Nadia terdiam tidak ingin menyebut nama Daren di hadapan Jean. Apalagi setelah tahu Jonathan teman dekat Jean.
"Aku masih belum siap memberitahumu Jean. Maafkan aku. Dan lagi Jean, kita tidak mungkin juga menikah bukan? kita tidak saling mencintai selain rasa sayang sebagai sahabat." ucap Nadia menopang bahunya dengan satu tangannya menatap ke arah pinggir jalanan yang tampak ramai.
"Apa yang kamu katakan benar Nadia, karena itulah aku jadi kepikiran. Apa sebaiknya kita mundur, aku akan bicara terus terang pada Ayah kalau aku sudah putus dengan Vivian? bagaimana menurutmu?" tanya Jean dengan tatapan penuh.
"Jangan, kasihan Ayah kamu. Resiko sangat besar kalau kamu bilang pada Ayah kamu kalau kamu baru putus dengan Vivian." ucap Nadia sedikit bingung dengan masalah Jean.
"Lalu kita harus bagaimana?" tanya Jean dengan perasaan putus asa.

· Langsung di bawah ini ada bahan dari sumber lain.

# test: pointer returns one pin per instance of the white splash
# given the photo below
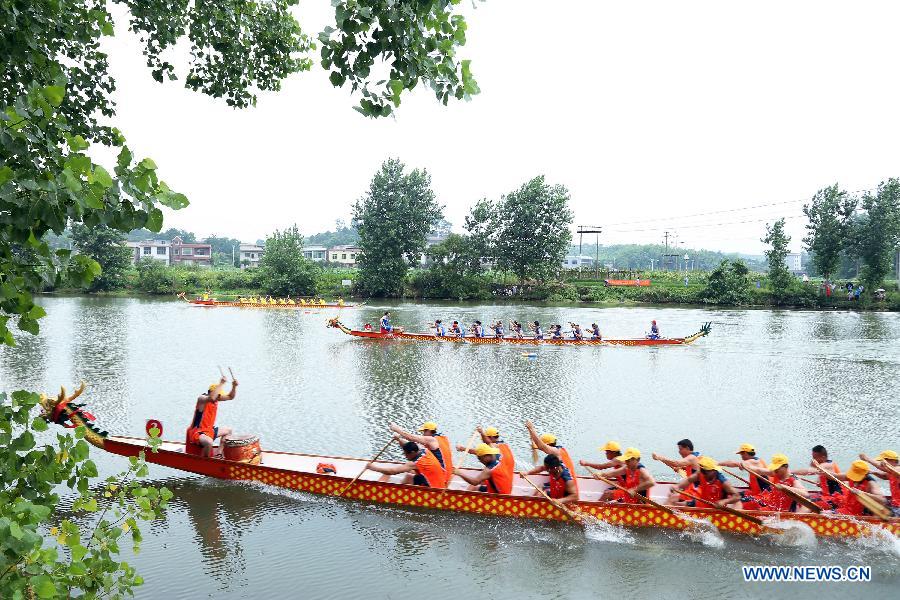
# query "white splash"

"Tetap pada rencana semula saja, kalau memang apa yang kita takutkan terjadi hanya ada dua jalan keluar bagimu. Pertama kamu harus secepatnya mencari pengganti Vivian, dan yang kedua kamu harus mengulur waktu dengan mencari alasan yang tepat." ucap Nadia dengan pemikirannya.
"Alasan yang tepat apa Nadia?" tanya Jean dengan otak yang sudah buntu.
"Aku juga tidak tahu Jean, itu tugas kamu untuk mencarinya oke?" ucap Nadia dengan tersenyum kecut.
"Oke... kita harus tenang sekarang, aku akan mencari jalan keluar untuk masalah itu. Sekarang yang terpenting kita sudah mencari jawaban untuk Ayah." ucap Jean dengan keputusannya setelah mobilnya memasuki halaman rumahnya.
"Aku harap kita sama-sama bisa menenangkan diri saat menghadapi Ayah dan Ibu." ucap Jean seraya keluar dari mobil kemudian membukakan pintu Nadia yang masih duduk di dalam mobil dengan menggigit bibirnya.